= Eugen von Halácsy =

Austrian physician and botanist

Eugen von Halácsy, also known as Jenő Halácsy (11 December 1842 in Vienna - 16 December 1913 in Vienna) was an Austrian physician and botanist of Hungarian descent.

In 1865 he obtained his medical doctorate from the University of Vienna, and afterwards served under surgeon Johann von Dumreicher during the Austro-Prussian War (1866). In 1867 he settled as a general practitioner in Vienna.

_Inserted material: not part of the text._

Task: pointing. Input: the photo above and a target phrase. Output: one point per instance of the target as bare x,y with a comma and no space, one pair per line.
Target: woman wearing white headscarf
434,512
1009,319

He specialized in flora of the Balkan peninsula, and on several occasions traveled to Greece, where he worked closely with Theodor von Heldreich, director of the botanical garden in Athens. He issued two exsiccata-like series of herbarium specimens entitled Iter graecum a. 1888 and Iter graecum secundum a. 1893. In 1912 he received an honorary doctorate from the University of Athens. Halácsy is remembered for his three-volume synopsis on Greek flora titled "Conspectus florae Graecae" (1900-1908; Vol. I, Vol. II, Vol. II). His herbarium is preserved at the University of Vienna.

The plant genera Halacsya (from family Boraginaceae) and Halacsyella (in family Campanulaceae, now classed as a synonym of Edraianthus A.DC.) are named after him.